Pooling Estimates from Multiple Imputation Logistic Regression I'm currently attempting to pool multiple logistic regression results together. I used SPSS to perform the logistic regressions using complex weights. The option to pool the results together is not available when using complex weights in SPSS. Unfortunately, the resources available to me are SPSS and Excel. I'm attempting to pool in the results for the variables (significance, Odds ratio, Confidence interval) but was not able to find how to do so. 
How would I be able to combine the results in those multiple logistic regressions?   
 A: Overview
The rules/formulae themselves have been published in several locations. Here's an accessible version (framed in terms of SAS, but the equations are under the heading "Combining Inferences from Imputed Data Sets" on page 5.)
https://stats.idre.ucla.edu/wp-content/uploads/2016/02/multipleimputation.pdf
Caveats
As noted by Amparo, for logistic regression the calculations are all done on the log scale, then exponentiated to give odds ratios.
As a reminder, one key point of multiple imputation (over single imputation) is to properly reflect the between-imputation variability into the overall precision of estimates (e.g. confidence intervals). This combination process is more complex than suggested in Amparo's answer.
Annotation:
$m$ is the number of imputed datasets;
$\bar{Q_i}$ is the point estimate for a given parameter in imputation set i
$\bar{U_i}$ is the variance for that estimate in imputation set i
Calculations for point estimates and variance
$\bar{Q}$ gives the point estimate across imputations:
$$
\bar{Q} = \frac{1}{m} \sum_{i=1}^{m}\hat{Q_i}
$$
Then $\bar{U}$ is the average variation in each imputation (called within-imputation variance)
$$
\bar{U} = \frac{1}{m} \sum_{i=1}^{m}\hat{U_i}
$$
And $B$ is the between-imputation variance:
$$
B = \frac{1}{m-1}\sum_{i=1}^{m}(\hat{Q_i} - \bar{Q})^2
$$
And then $T$ is the total variance (combined $\bar{U}$ and $B$)
$$
T = \bar{U} + (1 + \frac{1}{m})B 
$$
One can then take $\sqrt{T}$ as the standard error, and derive a Wald confidence interval as follows:
$$
Lower 95\% CI = \bar{Q} - 1.96 \times \sqrt{T}
$$
$$
Upper 95\% CI = \bar{Q} - 1.96 \times \sqrt{T}
$$
Final caveat on derivation of confidence interval
Note that the 1.96 above is useful for large-scale datasets but approximate elsewhere -- this is ideally derived with a t-distribution based on degrees of freedom (see page 5 of the linked paper, as this gets a bit more complex... I may add the formulae later but have run out of time to typeset now!.)
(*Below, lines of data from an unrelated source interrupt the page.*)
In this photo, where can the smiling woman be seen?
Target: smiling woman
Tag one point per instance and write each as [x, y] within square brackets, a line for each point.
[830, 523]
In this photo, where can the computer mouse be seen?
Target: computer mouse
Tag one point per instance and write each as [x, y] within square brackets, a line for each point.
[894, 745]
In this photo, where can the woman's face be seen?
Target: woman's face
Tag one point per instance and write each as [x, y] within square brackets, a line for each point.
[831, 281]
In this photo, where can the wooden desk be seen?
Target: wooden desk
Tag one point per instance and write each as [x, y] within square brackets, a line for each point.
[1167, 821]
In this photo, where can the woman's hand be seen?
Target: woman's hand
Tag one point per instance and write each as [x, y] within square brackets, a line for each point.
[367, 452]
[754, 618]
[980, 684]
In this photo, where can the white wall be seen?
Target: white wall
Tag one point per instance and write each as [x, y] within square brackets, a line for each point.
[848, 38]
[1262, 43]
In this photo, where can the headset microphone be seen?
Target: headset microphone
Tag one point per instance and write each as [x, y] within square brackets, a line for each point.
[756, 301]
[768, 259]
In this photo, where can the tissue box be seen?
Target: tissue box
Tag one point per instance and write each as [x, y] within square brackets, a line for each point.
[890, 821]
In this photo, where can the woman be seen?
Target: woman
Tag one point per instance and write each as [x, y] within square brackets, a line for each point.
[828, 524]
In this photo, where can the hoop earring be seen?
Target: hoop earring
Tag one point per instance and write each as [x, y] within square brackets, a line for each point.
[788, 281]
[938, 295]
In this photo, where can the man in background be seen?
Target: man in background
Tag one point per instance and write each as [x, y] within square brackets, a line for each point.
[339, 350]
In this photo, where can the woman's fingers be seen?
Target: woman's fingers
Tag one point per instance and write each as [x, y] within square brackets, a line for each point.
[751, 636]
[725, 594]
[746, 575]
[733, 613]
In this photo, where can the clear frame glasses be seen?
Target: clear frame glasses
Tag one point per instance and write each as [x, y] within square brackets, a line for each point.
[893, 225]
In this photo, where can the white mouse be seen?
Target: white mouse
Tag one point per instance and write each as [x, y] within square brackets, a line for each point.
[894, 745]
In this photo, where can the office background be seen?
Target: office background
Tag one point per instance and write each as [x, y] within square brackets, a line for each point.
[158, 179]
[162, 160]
The recommended calculations for the degrees of freedom for this t-statistic depend on the number of imputations $m$, the average within-imputation variation, $\bar{U}$ and the between imputation variance, $B$.
A: I have exactly the same problem. Rubin's rule tells us to average the estimates (and something a little more complex to calculate the pooled variance). The estimates in a logistic model are the betas, not the exponent of the betas (odds ratios), although these are the ones we are usually interested in. My conclusion, therefore, is that I should average the betas (which are the log of the odds ratios) and their confidence interval limits; these estimates will follow Rubin's rule. Once we have averaged the betas (that is, the log of the odds ratios) and their confidence limits (again, the log of the confidence limits of the odds ratios) then we can transform them back again into odds ratios (and their confidence limits) by exponentiating them. 
With a little bit of math we can safe ourselves all the back and forth: unless I got this wrong, the exponent of the average of the betas (our pooled odds ratio of say, m imputed datasets) is equal to the (product of the m odds ratios)^(1/m). Just multiply all the odds ratios you want to pool, and calculate the m-root.
I have just looked into this solution this afternoon, and I was trying to find out what others say, so if I got this wrong I will appreciate some kind feedback. Thanks!